Pollinators and intensified agriculture

The intensification of farming practices has led to the transformation of agricultural landscapes. Previously, these landscapes consisted of small mosaics of fields connected to flower-rich meadows by many undisturbed field borders. However, they have now transformed into vast, monotonous fields cultivating only a few crop types. Such simplified landscapes have left bees and other wild insect pollinators hanging in the air, because undisturbed nesting sites and nearby diverse flowering resources needed to survive and reproduce are hard to find.

Andrena flavipes on oilseed rape field in Italy, 2018 © David Kleijn

As a result, intensified agriculture has driven a drastic decline in numbers and diversity of wild pollinators. In an effort to make agricultural landscapes more pollinator-friendly, there have been suggestions to promote flowering crops. These crops, by providing more pollen and nectar might help pollinator communities in temperate agricultural landscapes.

As a result, in early spring, expansive fields of oilseed rape paint the landscapes in vibrant yellow, while later in the season, patches of red clover and white faba bean carpets emerge. The intensity of the boom and bust cycles of resource provision from these flowering crops are however far away from natural resource provisions as they are found in plant rich meadows, and their effects on pollinator communities are context-dependent and difficult to summarize for management recommendations.

Eristalis tenax on leek field in Italy, 2015 © David Kleijn

The impact of flowering crops on wild pollinators

The manuscript titled “Early season mass-flowering crop cover dilutes wild bee abundance and species richness in temperate regions: a quantitative synthesis” presents a comprehensive exploration of the impact of flowering crops on wild pollinators, addressing three key questions:

  • Does it matter if the crops flower early or late in the season?
  • Are all pollinator groups affected in similar ways?
  • What are the consequences for pollinator communities after the crops stop blooming?

While this study confirms previous findings that suggests that increasing early-season flowering crop cultivation leads to dilution of wild bees in crop habitats during bloom, we add an interesting finding: when looking at late flowering crops the dilution effect may even disappear for some pollinator groups. This suggests that flowering crops may provide crucial flower resources during periods of nectar and pollen scarcity, known as the pollinator hunger gap, characteristic of temperate agricultural landscapes.

Bombus terrestris on red clover field in Sweden, 2019 © Laura Riggi

Therefore, while increasing cultivation of early-season flowering crops may pose challenges through: dilution effects, cultivation of late-season flowering crops could offer crucial resources, especially when alternative floral resources in non-crop habitats are limited.

Inclusion of late-season flowering crops in crop rotations, such as legumes (clover and faba bean), might provide attractive resources for crop adapted species, such as honeybees and some bumblebees and alleviate competition for flower resources in non-crop habitats.

Bombus subterraneus on faba bean field in Sweden, 2018 © Chloë Raderschall

However, we should not forget about the importance of pastures and other non-crop habitats for pollinators.
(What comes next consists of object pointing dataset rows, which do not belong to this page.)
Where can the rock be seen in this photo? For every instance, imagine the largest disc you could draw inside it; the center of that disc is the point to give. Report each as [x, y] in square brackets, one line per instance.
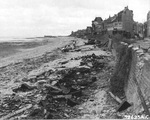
[24, 88]
[35, 112]
[71, 103]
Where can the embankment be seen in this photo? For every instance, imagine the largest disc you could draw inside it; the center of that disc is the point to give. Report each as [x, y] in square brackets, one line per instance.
[132, 75]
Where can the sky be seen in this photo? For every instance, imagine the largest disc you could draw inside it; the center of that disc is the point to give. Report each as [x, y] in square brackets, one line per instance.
[60, 17]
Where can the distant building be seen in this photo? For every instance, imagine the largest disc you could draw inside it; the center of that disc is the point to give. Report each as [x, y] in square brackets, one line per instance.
[97, 25]
[148, 24]
[123, 21]
[138, 29]
[89, 30]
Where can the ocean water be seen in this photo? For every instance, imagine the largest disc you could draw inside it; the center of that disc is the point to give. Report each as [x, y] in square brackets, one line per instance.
[16, 39]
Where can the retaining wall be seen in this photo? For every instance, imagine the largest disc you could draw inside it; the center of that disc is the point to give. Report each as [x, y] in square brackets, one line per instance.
[138, 83]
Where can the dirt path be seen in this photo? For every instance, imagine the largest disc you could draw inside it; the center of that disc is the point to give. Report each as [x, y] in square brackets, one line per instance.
[56, 84]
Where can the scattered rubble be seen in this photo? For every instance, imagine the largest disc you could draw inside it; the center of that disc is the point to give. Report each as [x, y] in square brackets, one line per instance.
[74, 88]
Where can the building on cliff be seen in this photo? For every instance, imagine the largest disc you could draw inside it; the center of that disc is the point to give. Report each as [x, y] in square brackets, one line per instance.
[148, 24]
[138, 29]
[97, 25]
[121, 22]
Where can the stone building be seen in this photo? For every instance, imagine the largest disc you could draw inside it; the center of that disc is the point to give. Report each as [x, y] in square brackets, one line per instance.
[138, 29]
[148, 24]
[97, 25]
[123, 21]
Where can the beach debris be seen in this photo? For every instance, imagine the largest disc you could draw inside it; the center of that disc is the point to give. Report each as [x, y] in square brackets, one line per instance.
[24, 87]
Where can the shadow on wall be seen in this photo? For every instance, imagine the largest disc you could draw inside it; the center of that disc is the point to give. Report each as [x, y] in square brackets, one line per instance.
[123, 64]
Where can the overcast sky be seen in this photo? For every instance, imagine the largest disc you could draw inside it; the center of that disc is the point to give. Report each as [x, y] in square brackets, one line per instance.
[60, 17]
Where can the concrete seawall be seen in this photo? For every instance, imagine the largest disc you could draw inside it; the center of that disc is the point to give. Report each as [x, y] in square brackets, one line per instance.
[137, 85]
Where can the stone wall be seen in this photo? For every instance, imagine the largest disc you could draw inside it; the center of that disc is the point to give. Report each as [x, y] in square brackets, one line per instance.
[137, 87]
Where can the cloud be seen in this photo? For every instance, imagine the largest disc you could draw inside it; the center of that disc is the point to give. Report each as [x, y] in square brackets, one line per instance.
[55, 17]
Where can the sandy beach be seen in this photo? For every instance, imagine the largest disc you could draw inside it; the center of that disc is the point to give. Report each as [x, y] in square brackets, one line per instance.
[77, 79]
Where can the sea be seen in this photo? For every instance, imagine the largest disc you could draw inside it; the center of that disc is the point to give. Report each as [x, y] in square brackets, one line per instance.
[18, 39]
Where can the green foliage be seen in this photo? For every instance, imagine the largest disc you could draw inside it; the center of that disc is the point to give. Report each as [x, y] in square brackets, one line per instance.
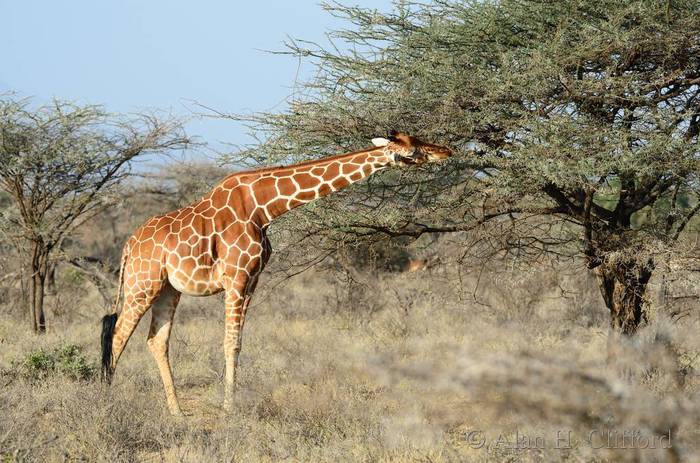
[68, 361]
[569, 118]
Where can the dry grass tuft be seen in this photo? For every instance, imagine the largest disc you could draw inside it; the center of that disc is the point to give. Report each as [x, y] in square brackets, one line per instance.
[411, 369]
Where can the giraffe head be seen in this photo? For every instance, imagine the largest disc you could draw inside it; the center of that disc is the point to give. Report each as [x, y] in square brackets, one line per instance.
[404, 149]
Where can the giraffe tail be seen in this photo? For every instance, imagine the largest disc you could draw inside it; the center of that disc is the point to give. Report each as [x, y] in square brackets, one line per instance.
[109, 322]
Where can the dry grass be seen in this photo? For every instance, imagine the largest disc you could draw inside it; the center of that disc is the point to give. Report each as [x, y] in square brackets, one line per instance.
[408, 369]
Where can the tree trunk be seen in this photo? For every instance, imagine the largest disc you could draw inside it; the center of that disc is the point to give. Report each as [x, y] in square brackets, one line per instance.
[623, 284]
[39, 268]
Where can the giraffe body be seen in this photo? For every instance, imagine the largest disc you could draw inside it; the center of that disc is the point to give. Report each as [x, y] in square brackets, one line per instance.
[219, 244]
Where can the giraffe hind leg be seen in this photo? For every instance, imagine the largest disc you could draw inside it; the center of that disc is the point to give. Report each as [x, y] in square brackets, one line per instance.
[162, 314]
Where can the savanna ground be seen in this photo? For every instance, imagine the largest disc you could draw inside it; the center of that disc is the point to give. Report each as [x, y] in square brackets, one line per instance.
[381, 366]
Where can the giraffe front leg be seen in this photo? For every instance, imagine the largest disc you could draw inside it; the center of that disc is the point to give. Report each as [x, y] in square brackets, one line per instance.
[232, 342]
[163, 312]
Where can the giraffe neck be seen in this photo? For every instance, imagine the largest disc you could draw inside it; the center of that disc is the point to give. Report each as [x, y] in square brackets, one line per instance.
[279, 190]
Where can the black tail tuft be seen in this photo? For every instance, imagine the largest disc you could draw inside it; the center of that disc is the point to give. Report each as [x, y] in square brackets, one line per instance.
[108, 324]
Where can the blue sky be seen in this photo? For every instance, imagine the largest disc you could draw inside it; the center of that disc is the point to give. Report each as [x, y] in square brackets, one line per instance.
[141, 54]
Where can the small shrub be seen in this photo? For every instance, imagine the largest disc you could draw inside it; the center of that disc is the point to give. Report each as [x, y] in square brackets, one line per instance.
[67, 361]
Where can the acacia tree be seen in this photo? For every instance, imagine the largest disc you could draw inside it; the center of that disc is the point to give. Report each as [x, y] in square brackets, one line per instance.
[59, 164]
[578, 122]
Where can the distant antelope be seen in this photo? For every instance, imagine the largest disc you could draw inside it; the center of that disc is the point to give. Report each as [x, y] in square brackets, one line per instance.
[219, 244]
[415, 265]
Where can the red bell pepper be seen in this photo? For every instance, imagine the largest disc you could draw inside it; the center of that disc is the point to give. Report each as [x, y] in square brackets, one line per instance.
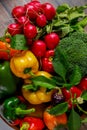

In this study we show that these types of habitats have positive effects in abundances of wild pollinators like bumblebees.


The findings emphasize the need for carefully designed diverse crop rotations or crop mixtures, such as intercropping or under-sowing, to provide resources at different times of the season. The study encourages a more holistic approach to pollinator conservation, suggesting that while flowering crops alone may not be sufficient, when combined with the preservation of permanent non-crop habitats, they can offer supplementary food resources for crop-adapted pollinators.

This research sets the stage for further investigations into the specific traits of pollinator species that benefit from flowering crops, ultimately guiding effective strategies for pollinator conservation in agricultural landscapes.